Mini telewizor kineskopowy i ogólne wspomnienia kineskopowców

Pamiętam że miałem taki, ale skąd to pojęcia już brak. Kawał kloca był, ekran mały ale tył za to bardzo długi – obudowa blaszana. Być może znalazłem gdzieś na „śmieciach” lub dostałem od kogoś. Niestety nie pamiętam już szczegółów. Mam jakieś prześwity jak to wyglądało, ale nic na dzisiejszych internetach nie znalazłem. Wiem że byłem super szczęśliwy że mogłem w zaciszu mojego małego pokoju oglądać „telewizję” – bez rodziców… (miałem może z 8lat).

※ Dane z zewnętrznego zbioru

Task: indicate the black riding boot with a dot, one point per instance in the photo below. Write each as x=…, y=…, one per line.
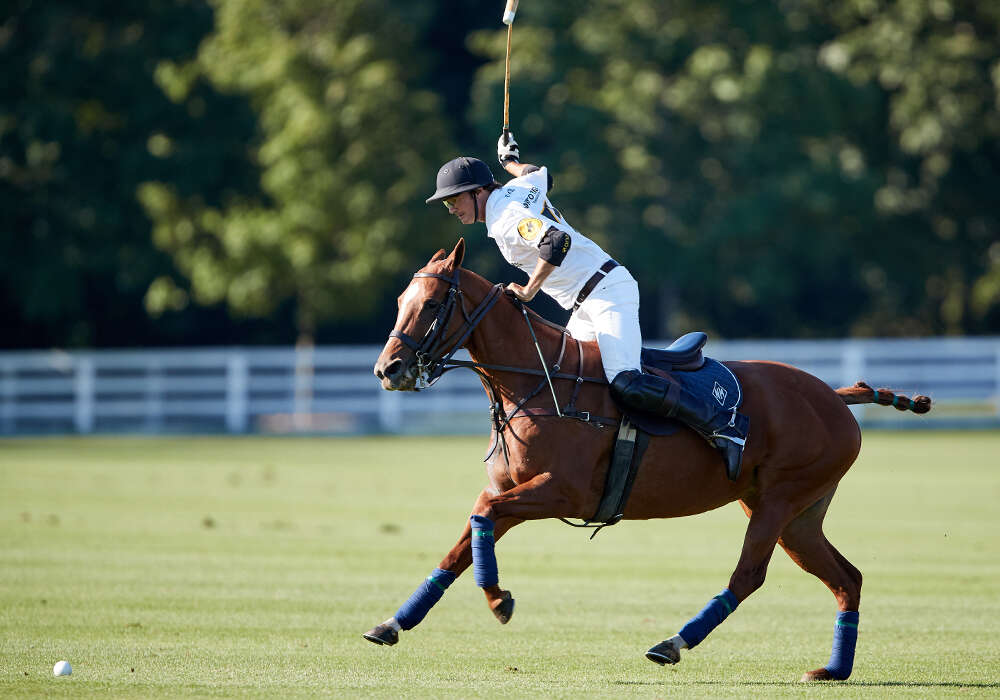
x=651, y=393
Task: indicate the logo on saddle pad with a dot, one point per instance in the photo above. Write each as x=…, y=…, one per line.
x=719, y=392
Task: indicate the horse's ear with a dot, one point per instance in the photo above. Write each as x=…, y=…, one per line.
x=458, y=254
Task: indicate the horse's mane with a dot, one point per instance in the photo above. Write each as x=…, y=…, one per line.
x=517, y=304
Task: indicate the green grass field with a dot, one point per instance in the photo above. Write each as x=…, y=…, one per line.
x=205, y=567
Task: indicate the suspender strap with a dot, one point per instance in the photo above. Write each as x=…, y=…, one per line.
x=593, y=281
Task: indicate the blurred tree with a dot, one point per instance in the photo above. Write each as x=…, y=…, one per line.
x=746, y=158
x=344, y=149
x=81, y=125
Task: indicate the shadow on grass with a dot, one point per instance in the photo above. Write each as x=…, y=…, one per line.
x=836, y=684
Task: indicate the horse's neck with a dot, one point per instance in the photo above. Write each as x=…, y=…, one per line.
x=503, y=337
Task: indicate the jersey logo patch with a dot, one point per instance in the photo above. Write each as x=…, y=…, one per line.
x=529, y=229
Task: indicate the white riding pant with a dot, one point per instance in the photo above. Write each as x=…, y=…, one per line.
x=610, y=315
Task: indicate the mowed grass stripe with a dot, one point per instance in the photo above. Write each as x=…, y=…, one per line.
x=220, y=567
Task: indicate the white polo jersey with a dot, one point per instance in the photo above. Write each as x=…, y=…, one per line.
x=517, y=217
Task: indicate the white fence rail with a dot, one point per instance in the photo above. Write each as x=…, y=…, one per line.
x=332, y=390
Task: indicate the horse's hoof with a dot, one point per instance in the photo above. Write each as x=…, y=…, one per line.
x=382, y=634
x=504, y=610
x=820, y=674
x=664, y=653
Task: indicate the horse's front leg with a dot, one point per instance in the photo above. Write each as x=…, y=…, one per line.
x=428, y=593
x=494, y=514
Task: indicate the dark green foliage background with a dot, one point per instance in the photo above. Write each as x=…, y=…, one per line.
x=253, y=171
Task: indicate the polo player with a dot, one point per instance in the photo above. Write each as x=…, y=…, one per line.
x=604, y=297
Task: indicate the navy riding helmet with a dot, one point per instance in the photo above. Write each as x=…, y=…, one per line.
x=461, y=175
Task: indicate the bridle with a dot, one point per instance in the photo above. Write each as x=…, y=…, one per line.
x=435, y=352
x=433, y=359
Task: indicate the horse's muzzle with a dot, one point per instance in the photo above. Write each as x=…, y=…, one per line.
x=396, y=374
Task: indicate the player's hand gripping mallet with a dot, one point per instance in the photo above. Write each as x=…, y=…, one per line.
x=508, y=18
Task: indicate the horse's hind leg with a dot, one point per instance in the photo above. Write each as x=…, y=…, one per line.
x=805, y=543
x=431, y=590
x=766, y=524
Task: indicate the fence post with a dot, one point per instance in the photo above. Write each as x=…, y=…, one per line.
x=853, y=369
x=7, y=375
x=390, y=411
x=996, y=384
x=237, y=385
x=83, y=412
x=154, y=394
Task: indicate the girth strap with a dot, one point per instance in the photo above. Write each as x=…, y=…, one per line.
x=625, y=460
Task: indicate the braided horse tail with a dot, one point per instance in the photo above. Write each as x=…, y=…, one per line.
x=862, y=393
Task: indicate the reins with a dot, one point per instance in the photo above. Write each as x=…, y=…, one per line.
x=433, y=360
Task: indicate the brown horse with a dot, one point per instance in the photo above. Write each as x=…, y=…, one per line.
x=802, y=440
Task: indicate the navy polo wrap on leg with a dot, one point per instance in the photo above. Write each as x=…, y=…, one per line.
x=423, y=599
x=484, y=558
x=710, y=617
x=845, y=639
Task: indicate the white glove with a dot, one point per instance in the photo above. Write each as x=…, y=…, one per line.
x=507, y=149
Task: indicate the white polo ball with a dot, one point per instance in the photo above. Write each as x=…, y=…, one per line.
x=62, y=668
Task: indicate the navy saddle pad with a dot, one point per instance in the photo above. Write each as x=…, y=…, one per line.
x=712, y=380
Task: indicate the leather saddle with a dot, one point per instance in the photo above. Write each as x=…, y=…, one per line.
x=683, y=355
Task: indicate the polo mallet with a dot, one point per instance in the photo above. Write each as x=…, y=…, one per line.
x=508, y=19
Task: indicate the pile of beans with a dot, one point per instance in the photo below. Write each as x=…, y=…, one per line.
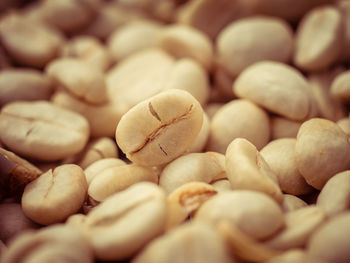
x=153, y=131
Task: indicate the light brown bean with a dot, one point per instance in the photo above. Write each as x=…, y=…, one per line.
x=164, y=125
x=55, y=195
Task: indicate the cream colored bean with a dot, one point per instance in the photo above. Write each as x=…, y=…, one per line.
x=340, y=88
x=200, y=142
x=50, y=243
x=292, y=203
x=183, y=41
x=249, y=40
x=334, y=197
x=223, y=82
x=277, y=87
x=344, y=124
x=15, y=172
x=247, y=169
x=190, y=76
x=212, y=108
x=81, y=80
x=280, y=156
x=55, y=195
x=193, y=167
x=69, y=16
x=328, y=107
x=300, y=225
x=344, y=7
x=134, y=37
x=250, y=122
x=13, y=221
x=284, y=128
x=209, y=16
x=23, y=84
x=139, y=77
x=159, y=129
x=190, y=243
x=110, y=16
x=103, y=119
x=185, y=200
x=16, y=30
x=330, y=242
x=126, y=221
x=95, y=150
x=89, y=50
x=222, y=185
x=42, y=130
x=99, y=166
x=242, y=245
x=322, y=150
x=118, y=178
x=318, y=39
x=254, y=213
x=290, y=256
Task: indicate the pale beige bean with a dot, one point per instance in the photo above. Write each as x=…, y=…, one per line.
x=212, y=108
x=103, y=119
x=222, y=185
x=247, y=169
x=139, y=77
x=291, y=10
x=344, y=124
x=277, y=87
x=159, y=129
x=13, y=221
x=89, y=50
x=67, y=15
x=183, y=41
x=322, y=150
x=190, y=243
x=42, y=130
x=23, y=84
x=330, y=243
x=292, y=203
x=238, y=119
x=190, y=76
x=209, y=16
x=55, y=195
x=99, y=166
x=300, y=225
x=95, y=150
x=249, y=40
x=280, y=156
x=200, y=142
x=193, y=167
x=79, y=78
x=334, y=197
x=319, y=39
x=340, y=88
x=50, y=243
x=242, y=245
x=126, y=221
x=254, y=213
x=118, y=178
x=290, y=256
x=16, y=30
x=185, y=200
x=223, y=82
x=110, y=16
x=284, y=128
x=133, y=37
x=328, y=106
x=15, y=172
x=344, y=7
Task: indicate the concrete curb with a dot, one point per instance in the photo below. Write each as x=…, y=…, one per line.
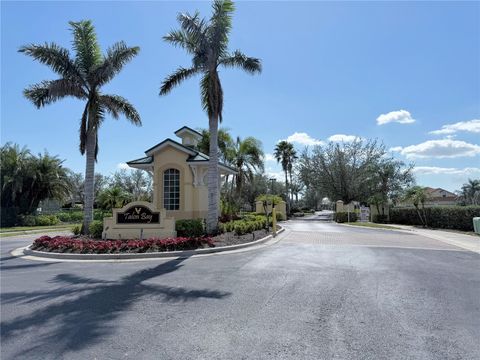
x=153, y=255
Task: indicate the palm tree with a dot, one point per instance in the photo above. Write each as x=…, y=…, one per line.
x=207, y=42
x=247, y=159
x=82, y=77
x=285, y=153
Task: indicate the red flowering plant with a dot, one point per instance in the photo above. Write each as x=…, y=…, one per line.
x=65, y=244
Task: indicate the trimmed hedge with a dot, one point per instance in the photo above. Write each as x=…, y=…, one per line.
x=441, y=217
x=190, y=228
x=342, y=216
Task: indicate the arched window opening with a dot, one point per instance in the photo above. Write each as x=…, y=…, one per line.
x=171, y=189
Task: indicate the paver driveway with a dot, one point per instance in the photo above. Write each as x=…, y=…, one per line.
x=324, y=291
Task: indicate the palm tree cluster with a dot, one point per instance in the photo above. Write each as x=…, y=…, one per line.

Jeden lub dwa programy, kombinowałem z kablami antenowymi, ale nie miałem jeszcze wtedy o tym większego pojęcia. Wszystko trzeba było robić w ukryciu przed ojcem co by nie zepsuć wszystkiego… Chwila kiedy udało się odpalić tv i jakiś film, który właśnie wtedy leciał – chyba 007 Bond. Niezapomniane uczucie, szef szefów i nikt mi kanału nie przełączy! Bo na jaki by inny? I to wszystko black/white – taki był odbiornik. Fajne wspomnienia.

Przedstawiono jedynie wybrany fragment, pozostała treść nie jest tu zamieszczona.